L’une des questions les plus cruciales pour les travailleurs qui préparent leur retraite concerne l’âge idéal pour demander ses rentes publiques, celles versées par Québec et Ottawa. Le calcul est loin d’être aisé, la tentation d’encaisser « son dû » au plus vite est forte et la crainte de laisser de l’argent sur la table advenant une mort précoce est répandue.

C’est préférable à 60 ans (malgré la pénalité), à 65 ans (le plein montant) ou à 70 ans (avec bonification) ?

Devant la complexité de l’affaire, la décision se prend parfois un peu n’importe comment, en se souvenant vaguement de mythes et en écoutant son instinct, quand ce n’est pas le beau-frère. Les planificateurs financiers peuvent faire les calculs, mais le recours à leurs services n’est pas systématique et les conseils obtenus ne sont pas forcément suivis.

Pour entamer la réflexion, il importe de dissocier l’âge de la retraite et l’âge où l’on commence à recevoir ses rentes publiques. On n’est jamais obligé de réclamer son chèque du Régime de rentes du Québec (RRQ) à 60 ans et celui de la pension de la Sécurité de la vieillesse (SV) à 65 ans, quoi qu’en pensent certains travailleurs du secteur public en raison du fonctionnement de leur régime à prestations déterminées.

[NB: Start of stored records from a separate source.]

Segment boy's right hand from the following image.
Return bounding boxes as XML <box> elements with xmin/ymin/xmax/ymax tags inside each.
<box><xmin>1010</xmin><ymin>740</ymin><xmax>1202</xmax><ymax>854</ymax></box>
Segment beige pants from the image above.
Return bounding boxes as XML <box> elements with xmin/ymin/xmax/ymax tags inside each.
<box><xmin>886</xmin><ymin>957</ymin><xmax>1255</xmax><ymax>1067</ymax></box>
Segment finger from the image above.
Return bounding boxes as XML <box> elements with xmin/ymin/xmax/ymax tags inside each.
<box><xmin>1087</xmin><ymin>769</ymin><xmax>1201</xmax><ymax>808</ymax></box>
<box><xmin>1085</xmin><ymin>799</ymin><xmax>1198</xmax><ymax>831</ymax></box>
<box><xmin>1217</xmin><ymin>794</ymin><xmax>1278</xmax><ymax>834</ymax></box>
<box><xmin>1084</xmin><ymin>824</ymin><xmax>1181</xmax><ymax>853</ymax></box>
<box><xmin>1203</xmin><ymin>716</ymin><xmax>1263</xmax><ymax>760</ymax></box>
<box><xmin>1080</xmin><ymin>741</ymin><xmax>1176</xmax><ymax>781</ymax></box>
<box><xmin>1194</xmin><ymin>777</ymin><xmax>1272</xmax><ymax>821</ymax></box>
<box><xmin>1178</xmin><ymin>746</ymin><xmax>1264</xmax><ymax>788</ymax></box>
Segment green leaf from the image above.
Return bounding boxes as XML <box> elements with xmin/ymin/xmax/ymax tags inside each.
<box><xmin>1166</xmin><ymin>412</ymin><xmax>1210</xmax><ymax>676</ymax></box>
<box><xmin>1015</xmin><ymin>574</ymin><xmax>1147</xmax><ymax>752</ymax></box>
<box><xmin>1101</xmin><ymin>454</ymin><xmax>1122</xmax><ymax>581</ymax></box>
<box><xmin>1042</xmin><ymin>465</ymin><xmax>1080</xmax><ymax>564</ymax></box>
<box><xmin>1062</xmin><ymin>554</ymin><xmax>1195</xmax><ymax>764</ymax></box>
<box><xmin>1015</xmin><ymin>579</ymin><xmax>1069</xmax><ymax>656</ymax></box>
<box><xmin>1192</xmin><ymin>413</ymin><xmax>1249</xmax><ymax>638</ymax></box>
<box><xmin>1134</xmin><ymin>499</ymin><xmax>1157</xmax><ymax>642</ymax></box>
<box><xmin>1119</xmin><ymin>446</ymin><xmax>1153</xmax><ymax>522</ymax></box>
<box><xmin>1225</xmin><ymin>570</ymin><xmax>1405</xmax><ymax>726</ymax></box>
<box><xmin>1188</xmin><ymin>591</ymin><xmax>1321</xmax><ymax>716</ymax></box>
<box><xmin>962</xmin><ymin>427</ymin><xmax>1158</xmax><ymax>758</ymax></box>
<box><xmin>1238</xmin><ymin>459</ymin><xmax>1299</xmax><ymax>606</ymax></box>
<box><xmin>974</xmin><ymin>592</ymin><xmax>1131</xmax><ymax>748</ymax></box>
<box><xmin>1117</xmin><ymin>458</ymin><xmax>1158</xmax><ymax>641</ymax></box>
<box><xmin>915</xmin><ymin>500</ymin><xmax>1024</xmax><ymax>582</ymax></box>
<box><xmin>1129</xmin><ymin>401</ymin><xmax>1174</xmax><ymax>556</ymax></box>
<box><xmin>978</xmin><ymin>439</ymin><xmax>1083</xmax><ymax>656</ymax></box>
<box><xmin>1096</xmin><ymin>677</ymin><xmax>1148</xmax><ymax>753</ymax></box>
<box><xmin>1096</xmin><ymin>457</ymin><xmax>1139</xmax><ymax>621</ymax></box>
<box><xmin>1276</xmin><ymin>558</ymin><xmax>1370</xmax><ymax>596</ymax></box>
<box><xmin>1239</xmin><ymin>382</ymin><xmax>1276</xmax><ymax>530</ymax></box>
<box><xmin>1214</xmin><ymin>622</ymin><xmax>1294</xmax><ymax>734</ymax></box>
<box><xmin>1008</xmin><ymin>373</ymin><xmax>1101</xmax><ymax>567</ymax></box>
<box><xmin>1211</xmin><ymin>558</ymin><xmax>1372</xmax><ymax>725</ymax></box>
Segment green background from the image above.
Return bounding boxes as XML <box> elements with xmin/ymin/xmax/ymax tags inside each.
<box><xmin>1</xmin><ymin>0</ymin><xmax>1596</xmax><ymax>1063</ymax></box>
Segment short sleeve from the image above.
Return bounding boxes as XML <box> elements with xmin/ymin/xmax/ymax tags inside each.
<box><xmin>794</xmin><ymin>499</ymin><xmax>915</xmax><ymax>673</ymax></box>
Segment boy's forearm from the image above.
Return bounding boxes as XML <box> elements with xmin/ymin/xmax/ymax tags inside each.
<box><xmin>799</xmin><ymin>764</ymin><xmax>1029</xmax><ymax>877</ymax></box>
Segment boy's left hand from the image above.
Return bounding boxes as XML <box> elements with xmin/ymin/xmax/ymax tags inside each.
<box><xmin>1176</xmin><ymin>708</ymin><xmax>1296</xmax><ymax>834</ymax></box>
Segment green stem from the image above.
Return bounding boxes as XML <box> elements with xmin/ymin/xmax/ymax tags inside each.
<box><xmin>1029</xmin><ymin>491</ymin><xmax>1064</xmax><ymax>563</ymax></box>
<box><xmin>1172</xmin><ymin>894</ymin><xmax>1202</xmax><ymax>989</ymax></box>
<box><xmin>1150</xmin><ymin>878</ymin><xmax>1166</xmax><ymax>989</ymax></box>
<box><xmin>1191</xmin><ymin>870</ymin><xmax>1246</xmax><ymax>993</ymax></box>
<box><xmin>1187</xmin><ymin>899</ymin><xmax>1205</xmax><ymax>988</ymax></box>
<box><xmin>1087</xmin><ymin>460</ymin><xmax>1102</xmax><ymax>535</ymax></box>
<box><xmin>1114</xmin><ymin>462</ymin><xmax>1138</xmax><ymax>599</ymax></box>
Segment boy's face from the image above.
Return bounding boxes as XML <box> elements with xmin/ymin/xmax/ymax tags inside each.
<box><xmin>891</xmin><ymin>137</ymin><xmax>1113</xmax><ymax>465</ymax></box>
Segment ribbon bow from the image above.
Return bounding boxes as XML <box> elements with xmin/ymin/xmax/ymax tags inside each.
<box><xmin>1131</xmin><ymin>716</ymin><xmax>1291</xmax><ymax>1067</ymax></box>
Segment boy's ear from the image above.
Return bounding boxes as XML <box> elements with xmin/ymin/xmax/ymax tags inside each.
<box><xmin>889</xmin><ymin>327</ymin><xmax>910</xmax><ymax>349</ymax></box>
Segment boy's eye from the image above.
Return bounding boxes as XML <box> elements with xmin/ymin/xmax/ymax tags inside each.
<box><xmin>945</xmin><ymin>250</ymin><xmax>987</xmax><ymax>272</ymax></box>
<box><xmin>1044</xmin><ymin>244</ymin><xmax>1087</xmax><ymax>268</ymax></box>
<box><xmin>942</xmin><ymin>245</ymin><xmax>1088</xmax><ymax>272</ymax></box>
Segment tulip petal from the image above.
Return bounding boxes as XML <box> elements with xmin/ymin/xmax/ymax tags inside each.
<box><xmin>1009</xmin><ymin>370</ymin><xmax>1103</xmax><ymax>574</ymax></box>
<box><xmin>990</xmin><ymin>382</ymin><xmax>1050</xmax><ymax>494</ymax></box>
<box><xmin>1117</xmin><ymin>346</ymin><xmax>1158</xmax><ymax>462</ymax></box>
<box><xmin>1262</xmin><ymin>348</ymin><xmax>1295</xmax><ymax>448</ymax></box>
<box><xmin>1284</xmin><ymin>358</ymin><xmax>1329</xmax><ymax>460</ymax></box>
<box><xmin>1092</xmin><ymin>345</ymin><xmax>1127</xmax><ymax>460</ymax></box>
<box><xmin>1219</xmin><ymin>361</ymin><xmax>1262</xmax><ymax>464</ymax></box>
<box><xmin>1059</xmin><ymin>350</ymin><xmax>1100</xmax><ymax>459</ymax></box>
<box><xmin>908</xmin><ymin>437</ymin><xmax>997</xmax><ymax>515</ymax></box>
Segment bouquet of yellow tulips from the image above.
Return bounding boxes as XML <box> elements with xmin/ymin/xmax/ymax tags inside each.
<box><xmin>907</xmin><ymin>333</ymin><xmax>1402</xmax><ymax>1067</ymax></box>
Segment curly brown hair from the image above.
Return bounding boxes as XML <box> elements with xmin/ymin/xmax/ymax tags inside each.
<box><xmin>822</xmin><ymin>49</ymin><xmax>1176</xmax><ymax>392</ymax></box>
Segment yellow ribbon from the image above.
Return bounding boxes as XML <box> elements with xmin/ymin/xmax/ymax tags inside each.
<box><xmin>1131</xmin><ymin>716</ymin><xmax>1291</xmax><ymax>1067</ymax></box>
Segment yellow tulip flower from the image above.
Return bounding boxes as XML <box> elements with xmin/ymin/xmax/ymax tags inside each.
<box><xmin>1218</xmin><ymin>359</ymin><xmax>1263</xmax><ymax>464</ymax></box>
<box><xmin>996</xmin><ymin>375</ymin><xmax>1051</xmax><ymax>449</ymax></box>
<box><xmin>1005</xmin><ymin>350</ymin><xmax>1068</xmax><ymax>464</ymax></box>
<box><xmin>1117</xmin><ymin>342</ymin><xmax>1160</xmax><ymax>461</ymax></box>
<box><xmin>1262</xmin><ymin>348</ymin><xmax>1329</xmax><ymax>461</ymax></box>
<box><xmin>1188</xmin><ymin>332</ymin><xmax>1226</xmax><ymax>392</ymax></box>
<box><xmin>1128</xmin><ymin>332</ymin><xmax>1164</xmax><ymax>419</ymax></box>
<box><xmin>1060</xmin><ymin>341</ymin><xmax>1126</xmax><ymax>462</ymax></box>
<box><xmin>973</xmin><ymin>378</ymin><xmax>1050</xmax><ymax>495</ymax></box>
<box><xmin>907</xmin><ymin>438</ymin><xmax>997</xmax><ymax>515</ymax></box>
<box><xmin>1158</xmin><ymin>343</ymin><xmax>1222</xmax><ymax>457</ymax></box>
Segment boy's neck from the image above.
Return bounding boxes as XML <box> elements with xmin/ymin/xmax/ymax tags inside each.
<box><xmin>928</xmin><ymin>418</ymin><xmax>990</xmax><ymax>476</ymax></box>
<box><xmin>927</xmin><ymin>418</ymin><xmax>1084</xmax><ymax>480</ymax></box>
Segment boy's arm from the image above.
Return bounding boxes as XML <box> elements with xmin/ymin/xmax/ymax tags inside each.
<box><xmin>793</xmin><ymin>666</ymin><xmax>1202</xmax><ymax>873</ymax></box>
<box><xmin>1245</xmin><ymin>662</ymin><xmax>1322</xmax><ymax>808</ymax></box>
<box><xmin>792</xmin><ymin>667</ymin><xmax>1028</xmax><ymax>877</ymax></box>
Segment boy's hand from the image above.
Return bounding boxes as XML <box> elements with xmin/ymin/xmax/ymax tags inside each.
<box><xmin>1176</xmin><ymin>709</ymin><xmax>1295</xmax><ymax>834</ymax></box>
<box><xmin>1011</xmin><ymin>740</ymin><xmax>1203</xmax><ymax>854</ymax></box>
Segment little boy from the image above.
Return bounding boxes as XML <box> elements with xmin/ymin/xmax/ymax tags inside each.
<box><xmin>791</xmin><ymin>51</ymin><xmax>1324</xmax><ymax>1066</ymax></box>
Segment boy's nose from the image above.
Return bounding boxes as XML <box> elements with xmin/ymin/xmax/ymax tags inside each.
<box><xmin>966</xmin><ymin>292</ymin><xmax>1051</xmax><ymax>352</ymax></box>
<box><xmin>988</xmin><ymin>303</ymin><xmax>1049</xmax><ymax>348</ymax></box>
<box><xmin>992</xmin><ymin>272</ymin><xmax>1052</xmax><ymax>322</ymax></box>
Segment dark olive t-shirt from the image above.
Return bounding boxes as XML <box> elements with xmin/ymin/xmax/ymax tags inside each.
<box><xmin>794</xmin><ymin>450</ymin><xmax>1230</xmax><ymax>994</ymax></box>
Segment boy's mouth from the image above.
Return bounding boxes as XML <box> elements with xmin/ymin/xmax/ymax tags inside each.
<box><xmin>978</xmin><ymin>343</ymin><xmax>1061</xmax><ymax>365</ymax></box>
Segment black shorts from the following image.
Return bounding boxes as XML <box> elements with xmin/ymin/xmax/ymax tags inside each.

En réalité, être vite sur la gâchette est presque toujours la pire chose à faire.

Le malchanceux qui meurt avant ses 73 ans fait partie des rares exceptions, a calculé la Chaire de recherche en fiscalité et en finances publiques (CFFP) de l’Université de Sherbrooke dirigée par Luc Godbout et Daniel Laverdière, un actuaire et planificateur financier à la retraite.

Bien sûr, il est tentant de dire oui au RRQ quand il nous propose le versement d’une rente mensuelle dès nos 60 ans. On a cotisé toute notre vie, on a hâte d’en retirer les bénéfices. D’ailleurs, près de la moitié des Québécois s’empresse de remplir le formulaire de demande.

Le réflexe est moins répandu qu’en 2017, mais il demeure trop élevé. On s’en rend bien compte en regardant les scénarios présentés dans la nouvelle étude de la CFFP⁠1. Ceux-ci couvrent au moins 70 % des Québécois.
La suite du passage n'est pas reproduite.